# Roland HD-1 V-drums



## jacksonplayer (Sep 1, 2008)

I just won a Roland HD-1 V-Drum set on eBay. This is the entry-level V-drum kit, which is nice for a beginner for several reasons: 

--price. I got mine used for $400.
--compactness.
--ease of setup
--the sounds in the module are surprisingly good for the price. I can always MIDI out to my Motif ES-6 if need be.
--the kick and hi-hat pedals are triggers rather than regular pedals, which is nice for not having to buy additional hardware and so my downstairs neighbors won't get as much "thump" at 3am.
--Has a mesh snare.

Roland HD-1 V-DrumsÂ® Lite :: Overview

I looked at the comparable Yamaha and Simmons units, but they have rubber snares, which I find almost unplayable. 
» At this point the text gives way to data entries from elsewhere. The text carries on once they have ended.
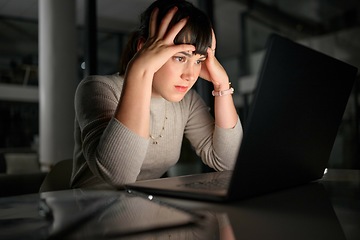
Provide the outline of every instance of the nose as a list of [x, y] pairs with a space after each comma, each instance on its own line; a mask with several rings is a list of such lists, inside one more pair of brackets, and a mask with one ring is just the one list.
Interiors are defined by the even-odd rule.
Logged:
[[197, 79], [193, 64], [185, 64], [181, 78], [185, 81], [195, 81]]

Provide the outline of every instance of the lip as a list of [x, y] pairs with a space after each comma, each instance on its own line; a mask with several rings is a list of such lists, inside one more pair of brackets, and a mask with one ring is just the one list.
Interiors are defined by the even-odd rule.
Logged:
[[179, 92], [184, 93], [184, 92], [186, 92], [186, 91], [189, 89], [189, 87], [176, 85], [176, 86], [175, 86], [175, 89], [176, 89], [177, 91], [179, 91]]

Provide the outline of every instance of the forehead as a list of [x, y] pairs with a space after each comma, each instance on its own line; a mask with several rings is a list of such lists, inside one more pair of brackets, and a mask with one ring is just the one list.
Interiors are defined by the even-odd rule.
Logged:
[[[199, 26], [197, 26], [199, 28]], [[198, 31], [197, 31], [198, 30]], [[203, 28], [195, 29], [186, 25], [175, 37], [175, 44], [192, 44], [196, 47], [196, 52], [207, 55], [207, 48], [211, 46], [212, 35]]]
[[199, 53], [195, 53], [195, 52], [191, 52], [191, 51], [184, 51], [184, 52], [179, 52], [180, 54], [189, 57], [189, 58], [206, 58], [207, 56], [204, 54], [199, 54]]

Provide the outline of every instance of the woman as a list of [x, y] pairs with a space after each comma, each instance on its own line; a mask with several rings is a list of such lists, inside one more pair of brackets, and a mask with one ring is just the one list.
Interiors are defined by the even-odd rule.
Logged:
[[[242, 126], [215, 46], [209, 19], [191, 3], [150, 5], [120, 73], [87, 77], [77, 88], [71, 186], [159, 178], [178, 161], [183, 136], [206, 165], [232, 169]], [[191, 90], [199, 76], [214, 85], [215, 119]]]

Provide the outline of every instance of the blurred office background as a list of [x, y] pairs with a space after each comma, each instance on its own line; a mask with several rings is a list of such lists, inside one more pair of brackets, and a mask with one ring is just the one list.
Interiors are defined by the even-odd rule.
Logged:
[[[117, 72], [129, 32], [152, 0], [0, 0], [0, 172], [48, 171], [72, 157], [73, 94], [88, 74]], [[192, 0], [208, 12], [217, 57], [243, 121], [270, 33], [360, 68], [358, 0]], [[359, 77], [357, 79], [359, 83]], [[208, 86], [197, 90], [211, 105]], [[354, 86], [329, 167], [360, 168]], [[184, 142], [173, 174], [202, 171]]]

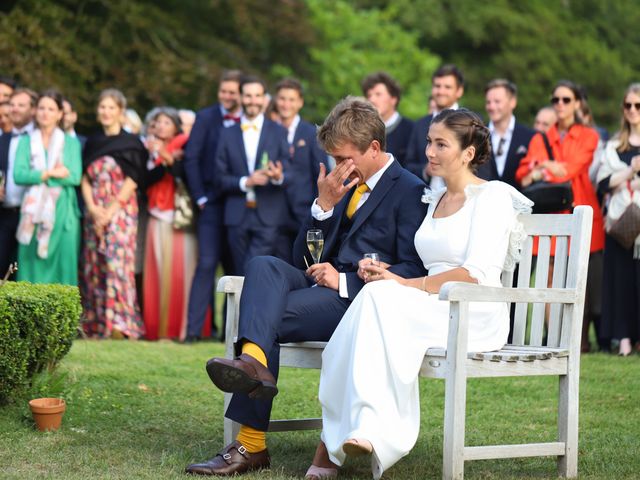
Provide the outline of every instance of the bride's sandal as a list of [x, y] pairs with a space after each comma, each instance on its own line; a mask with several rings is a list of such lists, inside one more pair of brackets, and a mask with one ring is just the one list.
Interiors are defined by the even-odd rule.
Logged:
[[342, 444], [342, 451], [347, 455], [369, 455], [373, 452], [373, 445], [363, 438], [350, 438]]
[[338, 469], [334, 467], [318, 467], [311, 465], [309, 470], [304, 476], [305, 480], [326, 480], [330, 478], [336, 478], [338, 476]]

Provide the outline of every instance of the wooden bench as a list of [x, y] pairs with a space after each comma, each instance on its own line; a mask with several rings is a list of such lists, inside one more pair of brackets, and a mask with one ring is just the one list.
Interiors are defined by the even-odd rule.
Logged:
[[[462, 479], [464, 462], [512, 457], [555, 456], [560, 476], [578, 474], [578, 387], [580, 336], [591, 243], [591, 207], [576, 207], [571, 215], [521, 215], [527, 238], [518, 275], [502, 274], [503, 287], [448, 282], [440, 299], [448, 300], [450, 328], [447, 348], [426, 352], [420, 375], [445, 380], [443, 478]], [[534, 237], [538, 255], [533, 257]], [[556, 238], [551, 288], [547, 288], [551, 237]], [[569, 248], [571, 245], [571, 248]], [[535, 259], [535, 260], [534, 260]], [[532, 271], [535, 263], [535, 270]], [[532, 273], [535, 283], [530, 284]], [[238, 332], [242, 277], [223, 277], [218, 291], [227, 295], [226, 355], [233, 357]], [[468, 302], [515, 303], [512, 344], [495, 352], [467, 352]], [[533, 305], [530, 315], [527, 306]], [[548, 324], [545, 305], [550, 304]], [[546, 327], [545, 327], [546, 325]], [[320, 368], [324, 342], [283, 344], [280, 366]], [[555, 442], [519, 445], [465, 446], [467, 378], [557, 375], [558, 434]], [[226, 410], [230, 395], [225, 395]], [[224, 420], [224, 442], [235, 438], [238, 425]], [[270, 432], [322, 428], [321, 419], [272, 420]]]

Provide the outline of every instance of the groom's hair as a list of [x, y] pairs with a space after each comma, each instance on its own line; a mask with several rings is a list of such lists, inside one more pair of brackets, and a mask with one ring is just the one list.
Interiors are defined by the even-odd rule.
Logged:
[[326, 152], [351, 143], [364, 153], [377, 140], [385, 151], [386, 132], [378, 111], [363, 97], [348, 96], [340, 101], [318, 128], [318, 142]]

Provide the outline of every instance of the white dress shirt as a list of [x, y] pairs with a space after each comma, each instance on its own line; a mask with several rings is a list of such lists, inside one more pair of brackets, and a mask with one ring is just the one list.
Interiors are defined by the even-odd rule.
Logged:
[[[242, 132], [242, 143], [244, 144], [244, 153], [247, 157], [247, 169], [251, 175], [256, 169], [256, 156], [258, 155], [258, 142], [260, 141], [260, 133], [262, 125], [264, 125], [264, 115], [261, 113], [253, 120], [247, 119], [244, 114], [240, 117], [240, 128], [243, 125], [254, 125], [255, 128], [249, 128]], [[247, 201], [255, 201], [255, 191], [252, 187], [247, 187], [247, 179], [249, 177], [240, 178], [240, 190], [247, 193]]]
[[[458, 110], [459, 108], [460, 108], [460, 105], [458, 105], [458, 102], [456, 102], [445, 110]], [[433, 112], [433, 117], [431, 117], [432, 122], [433, 122], [433, 119], [436, 118], [441, 111], [442, 110]], [[431, 180], [429, 181], [429, 187], [431, 188], [431, 190], [440, 190], [446, 187], [446, 184], [444, 183], [444, 180], [442, 179], [442, 177], [431, 177]]]
[[8, 208], [19, 207], [22, 205], [22, 197], [24, 195], [24, 191], [27, 189], [26, 186], [16, 185], [16, 182], [13, 180], [13, 170], [16, 162], [16, 152], [18, 151], [18, 143], [20, 143], [20, 139], [22, 135], [27, 134], [31, 135], [34, 129], [33, 122], [28, 123], [24, 127], [18, 129], [15, 128], [12, 130], [11, 135], [11, 143], [9, 144], [9, 158], [7, 165], [7, 178], [5, 179], [5, 190], [4, 190], [4, 206]]
[[291, 125], [289, 125], [289, 128], [287, 128], [287, 142], [289, 142], [289, 145], [293, 145], [293, 139], [296, 136], [298, 125], [300, 125], [300, 115], [296, 115], [293, 118]]
[[[358, 202], [358, 205], [356, 206], [356, 212], [358, 211], [358, 209], [360, 207], [362, 207], [362, 205], [364, 205], [364, 202], [367, 201], [367, 199], [369, 198], [369, 196], [371, 195], [371, 192], [373, 191], [374, 188], [376, 188], [376, 185], [378, 184], [378, 182], [380, 181], [380, 178], [382, 177], [382, 175], [384, 174], [384, 172], [387, 171], [387, 169], [391, 166], [391, 164], [393, 163], [393, 155], [390, 153], [387, 153], [387, 157], [389, 158], [389, 160], [387, 160], [387, 163], [384, 165], [384, 167], [382, 167], [380, 170], [378, 170], [376, 173], [374, 173], [373, 175], [371, 175], [364, 183], [367, 184], [367, 187], [369, 187], [369, 191], [368, 192], [364, 192], [362, 194], [362, 196], [360, 197], [360, 201]], [[353, 187], [355, 188], [355, 187]], [[320, 207], [320, 205], [318, 205], [318, 199], [316, 198], [313, 203], [311, 204], [311, 215], [313, 216], [313, 218], [315, 218], [316, 220], [318, 220], [319, 222], [326, 220], [328, 218], [331, 218], [331, 216], [333, 215], [333, 208], [331, 210], [328, 211], [324, 211], [322, 210], [322, 208]], [[362, 252], [363, 254], [365, 252]], [[340, 278], [339, 278], [339, 285], [338, 285], [338, 293], [340, 294], [340, 296], [342, 298], [349, 298], [349, 292], [347, 290], [347, 275], [344, 273], [340, 274]]]
[[[504, 167], [507, 165], [507, 152], [511, 146], [511, 139], [513, 138], [513, 129], [516, 126], [516, 117], [511, 115], [509, 120], [509, 126], [504, 135], [500, 136], [496, 132], [496, 127], [493, 122], [489, 122], [489, 132], [491, 132], [491, 149], [493, 150], [493, 158], [496, 161], [496, 168], [498, 169], [498, 175], [502, 177]], [[498, 149], [500, 147], [500, 140], [502, 140], [502, 155], [498, 155]]]

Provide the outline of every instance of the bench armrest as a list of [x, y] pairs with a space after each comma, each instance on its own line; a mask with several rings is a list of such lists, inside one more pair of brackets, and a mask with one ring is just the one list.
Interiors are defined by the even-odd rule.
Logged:
[[446, 282], [438, 298], [450, 302], [575, 303], [578, 293], [568, 288], [507, 288]]
[[244, 277], [225, 275], [218, 281], [217, 291], [220, 293], [240, 293], [243, 284]]

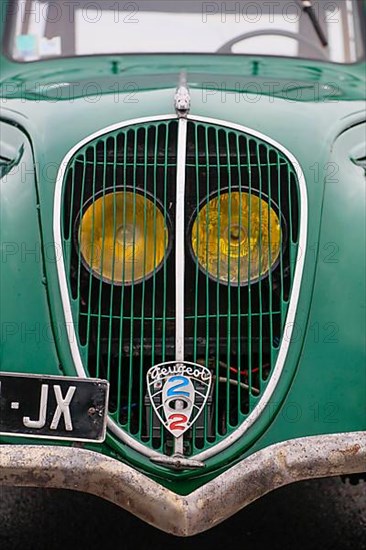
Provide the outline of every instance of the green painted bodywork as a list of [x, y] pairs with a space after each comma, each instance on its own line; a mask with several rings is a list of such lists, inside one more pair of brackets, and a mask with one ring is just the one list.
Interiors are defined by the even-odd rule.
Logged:
[[[289, 352], [262, 415], [203, 473], [167, 471], [111, 436], [86, 447], [185, 494], [273, 443], [365, 430], [366, 180], [351, 160], [366, 154], [365, 63], [208, 55], [0, 61], [1, 142], [14, 150], [24, 144], [22, 161], [0, 181], [1, 370], [75, 375], [56, 271], [61, 251], [53, 250], [58, 168], [93, 132], [173, 113], [185, 69], [192, 114], [262, 132], [303, 169], [308, 246]], [[73, 85], [62, 92], [49, 86], [65, 82]]]

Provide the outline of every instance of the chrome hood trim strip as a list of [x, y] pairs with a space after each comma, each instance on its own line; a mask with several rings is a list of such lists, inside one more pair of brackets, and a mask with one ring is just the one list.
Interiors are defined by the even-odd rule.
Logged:
[[0, 486], [90, 493], [166, 533], [184, 537], [211, 529], [278, 487], [362, 473], [365, 463], [366, 432], [303, 437], [262, 449], [193, 493], [179, 496], [122, 462], [93, 451], [0, 445]]

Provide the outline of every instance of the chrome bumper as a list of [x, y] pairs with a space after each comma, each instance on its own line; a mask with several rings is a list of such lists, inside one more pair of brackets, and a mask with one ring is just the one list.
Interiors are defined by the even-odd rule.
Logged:
[[277, 443], [187, 496], [179, 496], [133, 468], [92, 451], [0, 445], [0, 485], [91, 493], [177, 536], [206, 531], [277, 487], [365, 470], [366, 431]]

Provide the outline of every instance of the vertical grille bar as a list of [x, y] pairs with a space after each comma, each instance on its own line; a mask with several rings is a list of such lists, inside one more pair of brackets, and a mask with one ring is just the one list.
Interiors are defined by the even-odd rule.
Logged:
[[[231, 167], [231, 151], [229, 147], [229, 134], [224, 134], [225, 145], [226, 145], [226, 163], [227, 163], [227, 172], [228, 172], [228, 190], [229, 194], [231, 193], [231, 178], [232, 178], [232, 167]], [[229, 198], [229, 227], [232, 224], [231, 218], [231, 199]], [[240, 258], [240, 255], [239, 255]], [[231, 247], [229, 246], [229, 257], [228, 257], [228, 285], [227, 285], [227, 337], [226, 337], [226, 418], [227, 423], [230, 424], [231, 417], [231, 393], [230, 393], [230, 365], [231, 365]]]
[[[249, 247], [248, 247], [248, 363], [247, 363], [247, 372], [248, 372], [248, 400], [249, 400], [249, 409], [252, 404], [252, 294], [251, 294], [251, 205], [252, 205], [252, 153], [250, 150], [251, 142], [249, 139], [246, 139], [247, 144], [247, 157], [249, 162], [249, 179], [248, 179], [248, 189], [249, 189], [249, 205], [248, 205], [248, 236], [249, 236]], [[260, 178], [259, 178], [260, 181]]]
[[[272, 182], [271, 182], [271, 158], [270, 158], [270, 148], [267, 147], [266, 151], [267, 156], [267, 173], [268, 173], [268, 197], [272, 197]], [[270, 216], [270, 203], [267, 202], [267, 215], [268, 215], [268, 256], [269, 256], [269, 265], [271, 265], [271, 216]], [[268, 281], [269, 281], [269, 331], [270, 331], [270, 350], [271, 350], [271, 356], [270, 356], [270, 368], [273, 368], [273, 319], [272, 319], [272, 311], [273, 311], [273, 289], [272, 289], [272, 271], [270, 270], [268, 273]]]
[[[238, 186], [239, 186], [239, 200], [240, 200], [240, 204], [241, 204], [241, 201], [243, 199], [243, 194], [242, 194], [242, 188], [243, 188], [243, 180], [242, 180], [242, 162], [241, 162], [241, 158], [240, 158], [240, 145], [239, 145], [239, 135], [237, 134], [235, 136], [235, 158], [236, 158], [236, 164], [237, 164], [237, 167], [238, 167]], [[248, 162], [248, 160], [246, 161]], [[245, 165], [244, 165], [245, 166]], [[241, 226], [242, 224], [242, 213], [241, 213], [241, 209], [239, 210], [239, 225]], [[241, 277], [241, 271], [240, 271], [240, 255], [239, 255], [239, 258], [238, 258], [238, 277], [240, 279]], [[241, 353], [241, 334], [242, 334], [242, 323], [241, 323], [241, 320], [242, 320], [242, 315], [241, 315], [241, 292], [237, 292], [237, 300], [238, 300], [238, 314], [237, 314], [237, 318], [238, 318], [238, 322], [237, 322], [237, 325], [238, 325], [238, 328], [237, 328], [237, 364], [236, 364], [236, 368], [237, 368], [237, 373], [236, 373], [236, 382], [238, 384], [238, 391], [237, 391], [237, 419], [239, 417], [239, 413], [240, 413], [240, 408], [241, 408], [241, 401], [242, 401], [242, 387], [240, 385], [240, 380], [241, 380], [241, 376], [240, 376], [240, 372], [242, 370], [242, 353]]]
[[[120, 136], [115, 136], [116, 143], [118, 144], [118, 138], [123, 138], [123, 192], [126, 193], [126, 182], [127, 182], [127, 136], [124, 133], [121, 133]], [[118, 147], [117, 147], [118, 148]], [[117, 150], [114, 150], [114, 162], [117, 163]], [[123, 219], [126, 218], [126, 201], [123, 203]], [[123, 250], [126, 249], [126, 234], [123, 234]], [[123, 254], [122, 258], [122, 280], [125, 280], [126, 276], [126, 255]], [[119, 309], [119, 339], [118, 339], [118, 388], [121, 388], [121, 390], [118, 392], [117, 395], [117, 418], [118, 422], [123, 424], [123, 419], [121, 418], [121, 412], [122, 412], [122, 392], [125, 391], [125, 386], [129, 383], [129, 378], [123, 376], [123, 365], [122, 365], [122, 343], [123, 343], [123, 312], [124, 312], [124, 304], [125, 304], [125, 286], [122, 285], [121, 289], [121, 299], [120, 299], [120, 309]], [[125, 405], [126, 406], [126, 405]]]
[[[70, 167], [70, 173], [71, 173], [71, 188], [73, 189], [74, 186], [75, 186], [75, 178], [76, 178], [76, 163], [75, 161], [72, 163], [71, 167]], [[71, 211], [73, 211], [73, 208], [74, 208], [74, 200], [75, 200], [75, 194], [74, 193], [70, 193], [69, 194], [70, 196], [70, 209]], [[70, 236], [72, 236], [73, 234], [73, 227], [72, 227], [72, 218], [70, 216], [70, 219], [69, 219], [69, 223], [67, 225], [67, 229], [66, 229], [66, 232], [67, 232], [67, 236], [70, 238]], [[70, 250], [70, 247], [68, 247], [66, 249], [66, 254], [65, 254], [65, 260], [66, 260], [66, 265], [67, 265], [67, 268], [68, 270], [70, 271], [71, 269], [71, 250]]]
[[[105, 159], [105, 166], [107, 165], [107, 153], [106, 153], [106, 146], [107, 141], [104, 142], [104, 159]], [[113, 138], [113, 192], [116, 192], [116, 162], [115, 162], [115, 154], [116, 154], [116, 140]], [[104, 187], [106, 185], [105, 178], [104, 178]], [[116, 199], [113, 201], [113, 242], [116, 241], [117, 236], [117, 202]], [[110, 302], [109, 302], [109, 319], [108, 319], [108, 355], [107, 355], [107, 377], [108, 380], [111, 378], [111, 352], [112, 352], [112, 326], [113, 326], [113, 297], [114, 297], [114, 272], [115, 272], [115, 262], [116, 262], [116, 250], [113, 248], [112, 252], [112, 288], [111, 288], [111, 296], [110, 296]]]
[[[98, 144], [99, 145], [99, 144]], [[103, 157], [104, 157], [104, 141], [101, 142], [101, 145], [103, 147]], [[95, 153], [95, 152], [94, 152]], [[103, 265], [104, 265], [104, 254], [105, 254], [105, 208], [104, 208], [104, 198], [105, 198], [105, 161], [102, 165], [102, 178], [103, 178], [103, 189], [102, 189], [102, 197], [103, 197], [103, 207], [102, 207], [102, 246], [101, 250], [97, 250], [98, 257], [100, 258], [100, 270], [103, 271]], [[94, 208], [93, 203], [93, 208]], [[95, 233], [93, 221], [93, 234]], [[91, 273], [89, 273], [89, 277], [91, 276]], [[97, 324], [97, 369], [98, 369], [98, 376], [100, 376], [100, 363], [101, 363], [101, 313], [102, 313], [102, 289], [103, 289], [103, 281], [101, 278], [99, 278], [98, 282], [98, 324]]]
[[[85, 192], [85, 170], [86, 170], [86, 162], [85, 162], [85, 153], [81, 156], [81, 162], [82, 162], [82, 173], [81, 173], [81, 196], [84, 197], [84, 192]], [[77, 162], [78, 159], [76, 159], [75, 162]], [[75, 188], [75, 180], [73, 180], [72, 182], [73, 184], [73, 190]], [[74, 192], [72, 191], [71, 193], [72, 195], [74, 194]], [[76, 201], [75, 201], [76, 202]], [[82, 216], [82, 203], [80, 203], [80, 205], [76, 205], [76, 208], [78, 210], [78, 215], [79, 217], [81, 218]], [[73, 219], [72, 217], [70, 216], [70, 227], [73, 227]], [[72, 235], [73, 231], [71, 231], [70, 233], [70, 237]], [[93, 248], [92, 248], [92, 254], [93, 254]], [[70, 255], [71, 257], [71, 255]], [[71, 271], [72, 267], [70, 266], [70, 271]], [[78, 304], [78, 309], [79, 309], [79, 299], [80, 299], [80, 277], [81, 277], [81, 252], [80, 250], [78, 251], [78, 264], [77, 264], [77, 283], [76, 283], [76, 297], [77, 297], [77, 304]], [[79, 311], [78, 311], [79, 313]], [[88, 330], [89, 330], [89, 324], [88, 324]], [[89, 332], [88, 332], [89, 333]]]
[[[255, 144], [256, 162], [258, 166], [259, 174], [259, 199], [262, 199], [262, 163], [259, 154], [259, 143]], [[259, 203], [259, 223], [262, 226], [262, 201]], [[259, 233], [259, 273], [262, 272], [262, 231]], [[259, 284], [259, 353], [258, 353], [258, 389], [261, 389], [263, 380], [263, 308], [262, 308], [262, 279], [258, 281]]]
[[[276, 168], [277, 168], [277, 196], [278, 196], [278, 213], [280, 219], [282, 219], [282, 208], [281, 208], [281, 202], [282, 202], [282, 187], [281, 187], [281, 158], [279, 154], [276, 151]], [[283, 307], [284, 307], [284, 296], [283, 296], [283, 236], [282, 231], [280, 234], [280, 263], [279, 263], [279, 270], [280, 270], [280, 277], [281, 277], [281, 285], [280, 285], [280, 326], [281, 330], [283, 329]], [[276, 346], [278, 347], [278, 346]]]
[[[214, 143], [212, 144], [212, 149], [214, 150], [214, 166], [217, 178], [217, 192], [218, 195], [221, 194], [221, 174], [220, 174], [220, 155], [219, 155], [219, 140], [218, 140], [218, 128], [211, 128], [211, 135], [215, 136]], [[211, 212], [210, 212], [211, 214]], [[220, 226], [221, 226], [221, 203], [218, 203], [218, 212], [217, 212], [217, 236], [216, 236], [216, 254], [217, 254], [217, 271], [216, 271], [216, 285], [215, 285], [215, 298], [216, 298], [216, 361], [215, 361], [215, 380], [216, 380], [216, 403], [215, 403], [215, 432], [216, 434], [220, 433], [221, 427], [219, 427], [219, 398], [220, 398], [220, 285], [218, 279], [220, 276]], [[207, 239], [207, 242], [208, 239]], [[210, 258], [209, 258], [210, 260]], [[208, 264], [207, 264], [208, 265]]]
[[[144, 140], [144, 197], [145, 200], [147, 198], [146, 193], [146, 181], [147, 181], [147, 169], [148, 169], [148, 132], [149, 129], [144, 129], [145, 132], [145, 140]], [[147, 213], [146, 213], [146, 202], [144, 204], [144, 240], [146, 242], [147, 239]], [[155, 261], [155, 256], [154, 256]], [[142, 281], [142, 295], [141, 295], [141, 325], [140, 325], [140, 349], [143, 349], [144, 346], [144, 334], [145, 334], [145, 294], [146, 294], [146, 247], [144, 248], [144, 267], [143, 267], [143, 275], [144, 279]], [[154, 308], [152, 308], [152, 317], [154, 318]], [[152, 321], [154, 326], [154, 321]], [[152, 334], [152, 342], [154, 342], [154, 335]], [[153, 353], [152, 347], [152, 353]], [[140, 361], [139, 361], [139, 369], [140, 369], [140, 380], [143, 380], [144, 377], [144, 355], [140, 354]], [[143, 403], [143, 394], [144, 394], [144, 387], [142, 384], [140, 384], [139, 387], [139, 403]], [[142, 407], [138, 408], [138, 436], [141, 437], [142, 434], [142, 417], [143, 417], [143, 409]]]

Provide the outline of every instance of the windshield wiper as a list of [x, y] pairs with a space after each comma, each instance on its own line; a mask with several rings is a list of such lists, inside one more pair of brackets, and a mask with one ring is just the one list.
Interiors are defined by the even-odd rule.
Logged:
[[320, 42], [322, 43], [322, 45], [325, 48], [326, 46], [328, 46], [328, 40], [327, 40], [327, 37], [325, 36], [325, 34], [323, 32], [323, 29], [320, 26], [320, 23], [319, 23], [317, 17], [316, 17], [316, 13], [314, 11], [311, 0], [301, 0], [301, 2], [302, 2], [303, 11], [305, 11], [308, 14], [308, 16], [310, 17], [310, 21], [311, 21], [311, 23], [312, 23], [312, 25], [315, 29], [315, 32], [318, 35]]

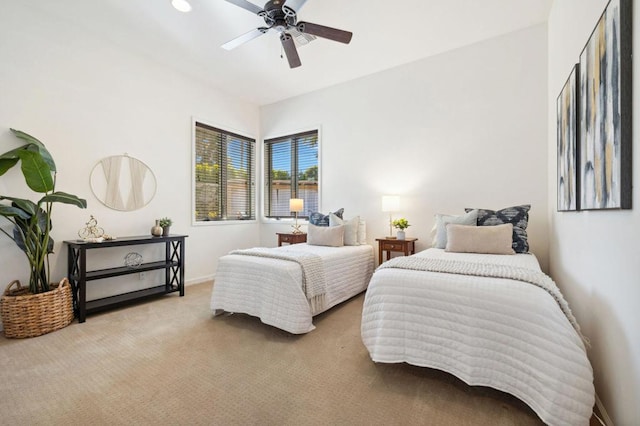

The biggest downsides of the Roland are that none of the drums have multiple zones, the snare doesn't have a rimshot, and having two pedals limits you--it has a double kick setting, but then you have no pedal control over the hi-hat.

Despite these limitations, I think the HD-1 will serve my recording needs. I'm basically a beginner. I've been programming drums for 20 years and can keep some basic beats on the real thing. But there's really no need to spend $2,000+ on a better V-Drum setup until I can actually play stuff...


----------



## twiztedchild (Sep 2, 2008)

I been trying this same one out at guitar center. Im thinking about getting it to learn to play the drums. Plus my 2 year old son loves playing it also, every we go to GC he wants to play them 

it has one setting where its a bunch of "Voice" sounds, that is freaky 


check out this video. it has all the sounds from the set.
Stop Dreaming, Start Drumming. :: V-Drums Lite HD-1


----------



## jacksonplayer (Sep 2, 2008)

twiztedchild said:


> I been trying this same one out at guitar center. Im thinking about getting it to learn to play the drums. Plus my 2 year old son loves playing it also, every we go to GC he wants to play them



My wife also wants to learn to play drums, so I can already see us flipping a coin to see who gets the V-Drums every evening. Maybe we'll have to get "his and hers" sets... 

I've been wanting a set of V-Drums since they came out, and it's great that Roland finally put together a basic beginner set. I can see many parents being thrilled that they don't have to spend big bucks and wear earplugs while their kid practices.


----------



## twiztedchild (Sep 2, 2008)

that would be pretty cool "His & Her" sets  Yeah I wanted to play drums way before I was able to get a guitar. When I was 14 my cusin was selling his drum set for $250 and my mom wouldnt get it for me. I had to buy my first guitar myself also


----------